These are the key concepts you need to understand to accurately answer the question.

Imaginary Roots
When you encounter a quadratic equation and need to find its roots, you might discover that they can be imaginary. Imaginary roots occur when the discriminant of a quadratic equation is negative. In the quadratic formula, the discriminant is the part under the square root: \(b^2 - 4ac\).
In our example, the discriminant \(16 - 20\) equals \(-4\). This negative value means that the square root involves an imaginary number. Imaginary numbers use "\(i\)," where \(i\) is the square root of \(-1\).
Some key points to remember about imaginary roots:
  • Imaginary numbers are paired with real numbers when forming solutions. These are also called complex numbers.
  • Imaginary roots often occur as conjugates, which means if \(x = a + bi\) is a root, \(x = a - bi\) is the other root.
  • They help represent roots that cannot be placed on the traditional number line.
Understanding imaginary roots is crucial as they appear often in problems involving quadratic equations.
Standard Form Quadratic Equation
A quadratic equation is any equation that can be represented in the form \(ax^2 + bx + c = 0\). This is called the standard form. It's a structured way to write a quadratic equation which is essential when applying the quadratic formula to find roots.
The standard form makes it easy to identify:
  • "\(a\)" as the coefficient of \(x^2\), determining the parabola's opening direction and width.
  • "\(b\)" as the coefficient of \(x\), influencing the symmetry of the parabola.
  • "\(c\)" as the constant term, impacting the y-intercept.

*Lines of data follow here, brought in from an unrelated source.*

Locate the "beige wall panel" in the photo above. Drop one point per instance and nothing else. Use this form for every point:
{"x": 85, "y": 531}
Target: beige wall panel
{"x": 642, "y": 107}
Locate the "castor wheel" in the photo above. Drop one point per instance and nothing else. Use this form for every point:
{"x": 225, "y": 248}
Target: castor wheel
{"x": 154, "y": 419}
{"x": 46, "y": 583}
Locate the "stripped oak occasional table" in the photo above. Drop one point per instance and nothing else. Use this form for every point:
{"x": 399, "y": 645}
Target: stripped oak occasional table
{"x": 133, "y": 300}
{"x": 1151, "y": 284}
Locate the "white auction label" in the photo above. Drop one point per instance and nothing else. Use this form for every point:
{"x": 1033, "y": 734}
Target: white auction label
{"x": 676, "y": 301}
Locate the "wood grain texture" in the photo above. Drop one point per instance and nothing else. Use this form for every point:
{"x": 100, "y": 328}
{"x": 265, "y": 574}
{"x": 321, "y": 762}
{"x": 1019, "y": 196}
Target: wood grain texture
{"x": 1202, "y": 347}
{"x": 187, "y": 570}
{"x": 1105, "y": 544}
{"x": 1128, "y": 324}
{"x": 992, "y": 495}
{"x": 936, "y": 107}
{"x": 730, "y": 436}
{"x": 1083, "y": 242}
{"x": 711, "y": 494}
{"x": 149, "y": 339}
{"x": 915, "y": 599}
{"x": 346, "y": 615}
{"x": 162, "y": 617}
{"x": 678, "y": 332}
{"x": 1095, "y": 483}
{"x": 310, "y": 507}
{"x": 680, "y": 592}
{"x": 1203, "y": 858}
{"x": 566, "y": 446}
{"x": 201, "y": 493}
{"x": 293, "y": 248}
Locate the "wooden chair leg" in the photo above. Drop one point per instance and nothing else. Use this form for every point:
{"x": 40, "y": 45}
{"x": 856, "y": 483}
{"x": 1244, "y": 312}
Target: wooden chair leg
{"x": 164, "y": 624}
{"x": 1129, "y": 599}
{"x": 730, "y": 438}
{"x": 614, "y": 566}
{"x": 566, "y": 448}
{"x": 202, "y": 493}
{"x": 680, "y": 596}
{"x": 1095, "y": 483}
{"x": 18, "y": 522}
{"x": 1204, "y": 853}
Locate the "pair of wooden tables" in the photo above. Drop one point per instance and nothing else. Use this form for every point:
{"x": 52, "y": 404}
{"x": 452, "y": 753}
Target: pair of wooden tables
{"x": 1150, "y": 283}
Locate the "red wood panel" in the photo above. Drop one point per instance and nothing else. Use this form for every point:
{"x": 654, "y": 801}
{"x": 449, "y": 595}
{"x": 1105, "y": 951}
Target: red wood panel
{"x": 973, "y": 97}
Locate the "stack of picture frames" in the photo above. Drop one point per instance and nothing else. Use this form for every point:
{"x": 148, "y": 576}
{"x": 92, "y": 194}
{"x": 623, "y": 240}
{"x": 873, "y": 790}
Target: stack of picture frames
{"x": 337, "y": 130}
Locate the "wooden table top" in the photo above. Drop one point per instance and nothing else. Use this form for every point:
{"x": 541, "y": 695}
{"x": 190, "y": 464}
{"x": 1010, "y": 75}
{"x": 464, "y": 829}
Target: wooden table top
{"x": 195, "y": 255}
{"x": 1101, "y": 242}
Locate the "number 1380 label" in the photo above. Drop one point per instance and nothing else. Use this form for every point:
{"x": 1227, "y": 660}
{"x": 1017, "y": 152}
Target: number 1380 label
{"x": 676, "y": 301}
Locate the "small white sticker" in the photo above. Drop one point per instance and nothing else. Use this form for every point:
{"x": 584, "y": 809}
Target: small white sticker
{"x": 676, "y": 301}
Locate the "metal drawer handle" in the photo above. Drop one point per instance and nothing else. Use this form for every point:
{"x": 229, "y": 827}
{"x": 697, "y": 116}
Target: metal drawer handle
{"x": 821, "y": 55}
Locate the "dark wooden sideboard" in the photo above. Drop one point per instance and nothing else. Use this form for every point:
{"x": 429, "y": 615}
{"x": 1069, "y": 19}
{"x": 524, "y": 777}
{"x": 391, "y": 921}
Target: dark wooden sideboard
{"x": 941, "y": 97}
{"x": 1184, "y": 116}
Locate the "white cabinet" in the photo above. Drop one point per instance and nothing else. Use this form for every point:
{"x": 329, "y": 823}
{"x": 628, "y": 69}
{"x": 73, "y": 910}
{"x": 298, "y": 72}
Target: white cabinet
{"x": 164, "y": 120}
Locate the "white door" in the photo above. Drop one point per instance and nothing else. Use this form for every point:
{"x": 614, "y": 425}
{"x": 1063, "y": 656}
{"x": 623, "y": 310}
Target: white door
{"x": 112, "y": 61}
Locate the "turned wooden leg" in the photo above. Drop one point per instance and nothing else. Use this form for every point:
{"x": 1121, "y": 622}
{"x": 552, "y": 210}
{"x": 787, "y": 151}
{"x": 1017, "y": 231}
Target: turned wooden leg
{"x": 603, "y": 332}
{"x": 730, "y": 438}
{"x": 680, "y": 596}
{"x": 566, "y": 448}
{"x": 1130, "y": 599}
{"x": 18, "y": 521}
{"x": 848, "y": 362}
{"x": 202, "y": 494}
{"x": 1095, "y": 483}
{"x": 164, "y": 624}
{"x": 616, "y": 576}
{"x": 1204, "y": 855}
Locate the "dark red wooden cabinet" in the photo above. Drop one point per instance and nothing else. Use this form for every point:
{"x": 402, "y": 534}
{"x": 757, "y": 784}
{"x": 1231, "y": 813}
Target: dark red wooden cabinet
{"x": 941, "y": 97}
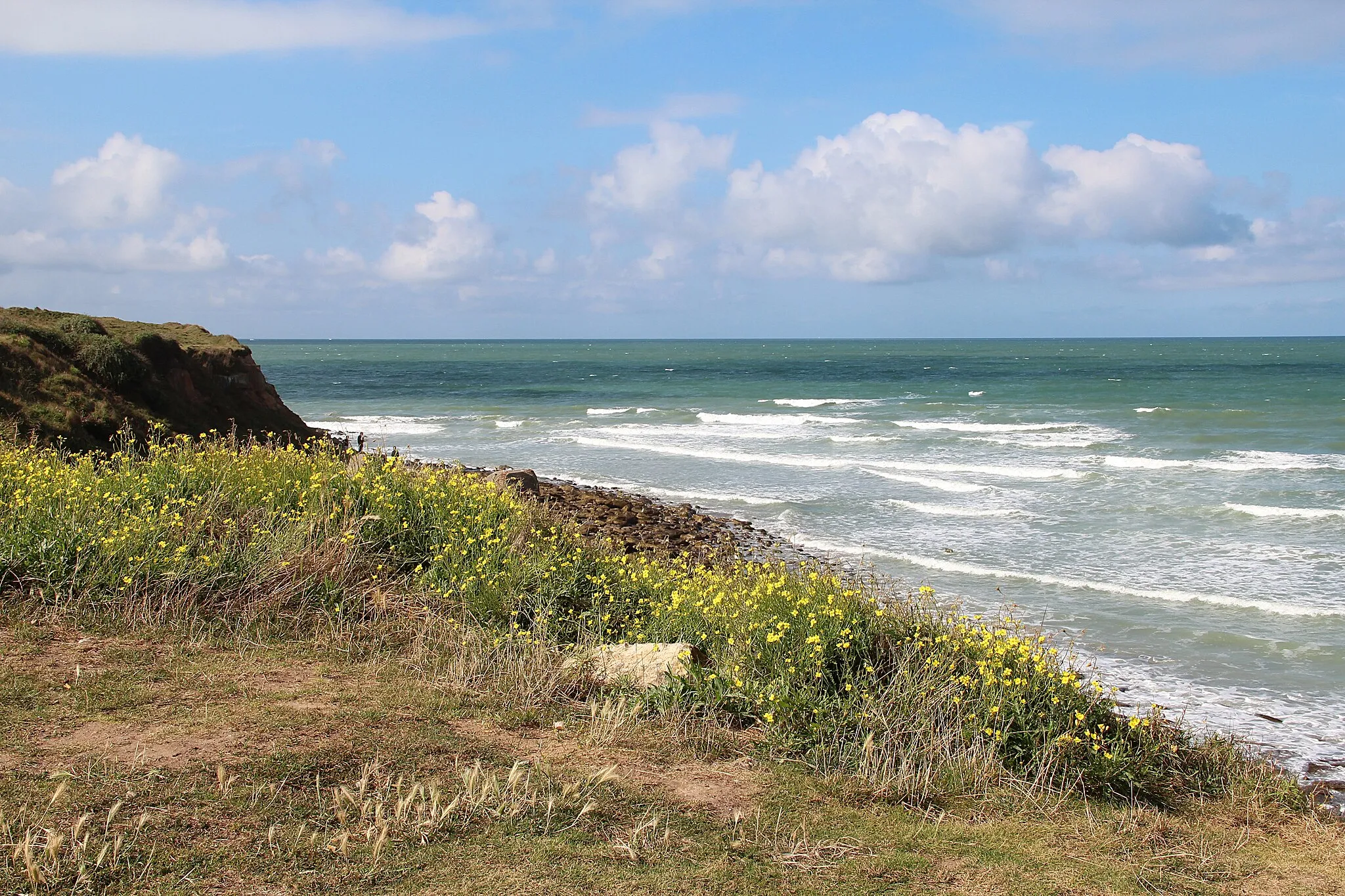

Converting a given equation into this form often involves simple algebraic manipulation. For instance, from \(x^2 + 5 = 4x\) to \(x^2 - 4x + 5 = 0\). Recognizing it in this standard form is the first step in applying the quadratic formula. It ensures precise computation when determining the solution types: real or complex roots.
Complex Numbers
Complex numbers are extensions of the real number system, incorporating imaginary numbers. They take the form \(a + bi\), where \(a\) and \(b\) are real numbers, and \(i\) represents the square root of \(-1\). In quadratic equations, complex numbers frequently appear as solutions when the discriminant is negative, as seen in our example.
Important attributes of complex numbers include:
  • The real part is the "\(a\)" term, and the imaginary part is the "\(b\)" term.
  • The "\(i\)" stands for an imaginary unit, which is fundamental in describing numbers not found on the traditional number line.
  • Complex conjugates are used in solutions like \(x = 2 + i\) and \(x = 2 - i\), ensuring the quadratic equation's solutions are comprehensive.
Having a grasp on complex numbers not only aids in solving quadratic equations but also prepares you to tackle a broad range of advanced mathematical concepts.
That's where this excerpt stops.